Wolff e J.R.R. Tolkien: un paragone difficile

 

Già oltre un anno fa, Norbert Spina, agguerrito tolkieniano del clan dei Proudneck ma appassionato anche dei Fanes, mi mise una pulce nell'orecchio con la sua conferenza sul paragone tra Dolasilla ed Eowyn, la principessa-guerriera di Rohan nel Signore degli Anelli. Recentemente abbiamo avuto qualche altro scambio di idee in proposito. Idee che non sono proprio coincidenti, tanto che mi sono deciso a mettere molto sinteticamente qualche punto per iscritto, nella speranza che lui - o anche altri appassionati - trovino il tempo e la voglia di ampliare il discorso e/o controbattere le mie tesi, possibilmente in questo stesso sito. Norbert frattanto ha messo a disposizione di tutti il testo della sua conferenza; lo potete trovare qui.

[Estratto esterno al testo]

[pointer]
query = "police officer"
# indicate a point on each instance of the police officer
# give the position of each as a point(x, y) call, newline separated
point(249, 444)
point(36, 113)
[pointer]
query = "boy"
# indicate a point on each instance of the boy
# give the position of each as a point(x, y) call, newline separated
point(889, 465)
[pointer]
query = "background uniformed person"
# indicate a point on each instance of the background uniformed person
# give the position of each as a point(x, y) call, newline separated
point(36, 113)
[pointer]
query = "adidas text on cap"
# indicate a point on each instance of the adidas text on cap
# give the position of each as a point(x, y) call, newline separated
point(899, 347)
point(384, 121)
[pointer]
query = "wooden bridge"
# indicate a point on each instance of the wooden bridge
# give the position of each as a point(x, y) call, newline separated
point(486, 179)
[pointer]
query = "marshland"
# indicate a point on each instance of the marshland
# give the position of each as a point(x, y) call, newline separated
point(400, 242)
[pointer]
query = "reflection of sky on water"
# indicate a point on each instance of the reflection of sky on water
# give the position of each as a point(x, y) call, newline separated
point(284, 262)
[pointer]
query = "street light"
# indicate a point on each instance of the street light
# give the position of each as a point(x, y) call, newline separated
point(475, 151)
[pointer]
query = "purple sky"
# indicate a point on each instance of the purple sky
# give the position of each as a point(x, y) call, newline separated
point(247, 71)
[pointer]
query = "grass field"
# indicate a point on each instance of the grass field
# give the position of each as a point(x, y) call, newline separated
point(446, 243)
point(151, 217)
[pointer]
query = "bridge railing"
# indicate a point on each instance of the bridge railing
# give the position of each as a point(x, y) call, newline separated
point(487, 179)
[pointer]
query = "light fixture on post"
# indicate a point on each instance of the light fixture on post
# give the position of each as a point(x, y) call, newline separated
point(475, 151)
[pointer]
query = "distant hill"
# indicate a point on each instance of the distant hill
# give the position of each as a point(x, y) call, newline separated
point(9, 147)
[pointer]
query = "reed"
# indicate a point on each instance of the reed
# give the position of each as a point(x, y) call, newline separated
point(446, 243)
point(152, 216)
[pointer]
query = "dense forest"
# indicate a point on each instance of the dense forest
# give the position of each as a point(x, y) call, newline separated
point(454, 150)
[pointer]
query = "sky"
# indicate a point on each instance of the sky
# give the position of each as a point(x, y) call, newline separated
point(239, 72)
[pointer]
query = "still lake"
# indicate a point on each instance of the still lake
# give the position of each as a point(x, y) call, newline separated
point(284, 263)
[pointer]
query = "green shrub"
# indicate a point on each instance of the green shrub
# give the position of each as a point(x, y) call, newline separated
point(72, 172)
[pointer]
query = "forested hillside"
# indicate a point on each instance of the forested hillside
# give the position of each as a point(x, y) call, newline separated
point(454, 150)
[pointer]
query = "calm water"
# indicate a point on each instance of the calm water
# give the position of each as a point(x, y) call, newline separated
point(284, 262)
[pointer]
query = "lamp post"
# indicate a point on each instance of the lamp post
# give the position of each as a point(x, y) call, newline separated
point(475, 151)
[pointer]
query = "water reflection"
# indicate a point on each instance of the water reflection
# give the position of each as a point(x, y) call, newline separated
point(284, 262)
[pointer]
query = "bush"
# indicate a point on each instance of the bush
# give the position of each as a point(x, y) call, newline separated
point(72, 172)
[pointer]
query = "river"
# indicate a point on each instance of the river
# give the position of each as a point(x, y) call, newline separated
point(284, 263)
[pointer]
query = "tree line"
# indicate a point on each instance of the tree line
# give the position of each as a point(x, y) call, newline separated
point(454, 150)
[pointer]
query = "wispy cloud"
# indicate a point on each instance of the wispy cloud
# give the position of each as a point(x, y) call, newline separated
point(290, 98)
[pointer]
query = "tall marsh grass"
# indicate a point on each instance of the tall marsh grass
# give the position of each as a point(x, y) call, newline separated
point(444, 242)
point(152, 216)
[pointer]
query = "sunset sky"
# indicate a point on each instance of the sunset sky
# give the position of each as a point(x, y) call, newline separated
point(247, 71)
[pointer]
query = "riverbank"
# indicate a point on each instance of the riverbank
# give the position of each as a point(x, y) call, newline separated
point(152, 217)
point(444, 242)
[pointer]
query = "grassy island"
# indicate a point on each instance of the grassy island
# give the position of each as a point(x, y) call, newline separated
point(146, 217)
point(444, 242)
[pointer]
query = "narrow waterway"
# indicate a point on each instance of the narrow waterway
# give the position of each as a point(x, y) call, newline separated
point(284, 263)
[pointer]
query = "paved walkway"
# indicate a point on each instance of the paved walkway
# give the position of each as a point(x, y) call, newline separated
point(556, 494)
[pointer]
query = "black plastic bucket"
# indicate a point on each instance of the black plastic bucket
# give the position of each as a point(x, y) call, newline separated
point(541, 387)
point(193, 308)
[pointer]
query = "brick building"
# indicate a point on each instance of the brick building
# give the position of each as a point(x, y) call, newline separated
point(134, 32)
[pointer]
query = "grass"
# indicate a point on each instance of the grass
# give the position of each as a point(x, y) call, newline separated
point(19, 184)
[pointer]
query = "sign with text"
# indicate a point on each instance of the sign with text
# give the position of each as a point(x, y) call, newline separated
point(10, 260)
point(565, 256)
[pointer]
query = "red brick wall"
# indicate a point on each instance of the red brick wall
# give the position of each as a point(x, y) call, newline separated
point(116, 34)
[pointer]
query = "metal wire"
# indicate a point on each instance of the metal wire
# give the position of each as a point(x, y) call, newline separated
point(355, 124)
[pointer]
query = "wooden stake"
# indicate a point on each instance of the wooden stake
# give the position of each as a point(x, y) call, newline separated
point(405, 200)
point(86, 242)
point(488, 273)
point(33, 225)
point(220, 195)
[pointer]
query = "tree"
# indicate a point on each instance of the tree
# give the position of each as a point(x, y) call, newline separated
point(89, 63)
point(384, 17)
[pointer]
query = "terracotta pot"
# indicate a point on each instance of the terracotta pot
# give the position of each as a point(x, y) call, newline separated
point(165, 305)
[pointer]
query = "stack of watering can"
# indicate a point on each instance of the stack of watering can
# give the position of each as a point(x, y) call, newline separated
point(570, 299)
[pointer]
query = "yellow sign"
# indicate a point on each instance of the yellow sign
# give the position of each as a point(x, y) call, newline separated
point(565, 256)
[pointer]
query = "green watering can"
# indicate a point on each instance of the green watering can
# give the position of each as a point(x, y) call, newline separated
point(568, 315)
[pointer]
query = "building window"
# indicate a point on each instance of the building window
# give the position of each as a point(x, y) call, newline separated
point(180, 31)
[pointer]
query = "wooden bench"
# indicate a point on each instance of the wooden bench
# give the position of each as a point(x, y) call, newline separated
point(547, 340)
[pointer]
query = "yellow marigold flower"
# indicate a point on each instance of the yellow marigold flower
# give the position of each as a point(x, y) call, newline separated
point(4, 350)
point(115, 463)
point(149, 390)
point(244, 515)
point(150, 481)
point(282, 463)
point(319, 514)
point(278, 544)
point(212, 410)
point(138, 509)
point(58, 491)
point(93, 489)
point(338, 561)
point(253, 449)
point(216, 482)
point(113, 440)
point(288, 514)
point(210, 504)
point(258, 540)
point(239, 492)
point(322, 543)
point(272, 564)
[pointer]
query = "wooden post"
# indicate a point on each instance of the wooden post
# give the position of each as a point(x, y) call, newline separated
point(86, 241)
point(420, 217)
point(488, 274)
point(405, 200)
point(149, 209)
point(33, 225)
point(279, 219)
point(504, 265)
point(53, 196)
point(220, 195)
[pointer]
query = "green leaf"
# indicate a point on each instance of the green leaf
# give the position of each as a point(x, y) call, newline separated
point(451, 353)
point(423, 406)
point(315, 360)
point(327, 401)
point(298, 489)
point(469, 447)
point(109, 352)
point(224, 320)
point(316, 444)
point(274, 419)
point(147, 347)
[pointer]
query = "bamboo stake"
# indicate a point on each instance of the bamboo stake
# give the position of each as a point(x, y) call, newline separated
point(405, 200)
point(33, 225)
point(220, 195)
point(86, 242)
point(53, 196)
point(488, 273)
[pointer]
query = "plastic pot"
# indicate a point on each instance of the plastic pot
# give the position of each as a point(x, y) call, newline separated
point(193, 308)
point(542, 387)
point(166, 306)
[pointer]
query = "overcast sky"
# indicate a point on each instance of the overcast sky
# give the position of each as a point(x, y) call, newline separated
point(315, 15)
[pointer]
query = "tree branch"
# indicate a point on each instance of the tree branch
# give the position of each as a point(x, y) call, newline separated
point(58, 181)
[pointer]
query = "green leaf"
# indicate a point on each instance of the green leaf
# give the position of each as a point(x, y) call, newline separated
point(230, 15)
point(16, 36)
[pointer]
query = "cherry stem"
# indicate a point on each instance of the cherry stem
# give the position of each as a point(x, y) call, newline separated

La mia idea nasceva dalla nota profonda competenza di Tolkien nei temi dell'antica poesia anglosassone (Beowulf, ciclo arturiano...) ma anche germanica e finnica, che ha sfruttato fino in fondo sia traendone vari spunti topici, sia ricalcandone l'atmosfera generale della sua Terra di Mezzo, che vi si integra perfettamente. Più esattamente, il ciclo di Tolkien è meravigliosamente costruito in modo da poter costituire l'antefatto mitico della storia del mondo "reale". Intendo dire che, se le storie di Tolkien fossero veramente accadute all'alba dell'umanità, l'attuale stratificazione del patrimonio mitologico anglosassone (e non solo) non ne sarebbe che una naturale conseguenza, dai draghi elfi ed orchi fino agli dei del Valhalla e persino al Dio cristiano!
Questo mi ha suggerito la proposta che una delle finalità di Tolkien fosse proprio quella di infondere nuova linfa all'antico genere leggendario anglosassone, creando una nuova epopea che lo trascendesse, ma senza contraddirlo, anzi coinvolgendolo nella sua interezza.
Da questo punto di vista, il raffronto con Wolff mi sembra chiaramente possibile, pur nelle ovvie differenze: entrambi ambiscono a ricreare lo spirito di un'antica mitologia che amano profondamente, ma Tolkien può costruire la sua opera letteraria su basi folkloriche solide e stabili, mentre Wolff deve iniziare andandosele a cercare tra le rovine della memoria popolare. Nell'ansia poi di recuperare quell'epica e quella poetica che vorrebbe a tutti i costi ritrovarvi, forse inconsapevolmentele le idealizza e quindi le altera, e in parte le distrugge, proprio nell'istante in cui le riporta alla vita.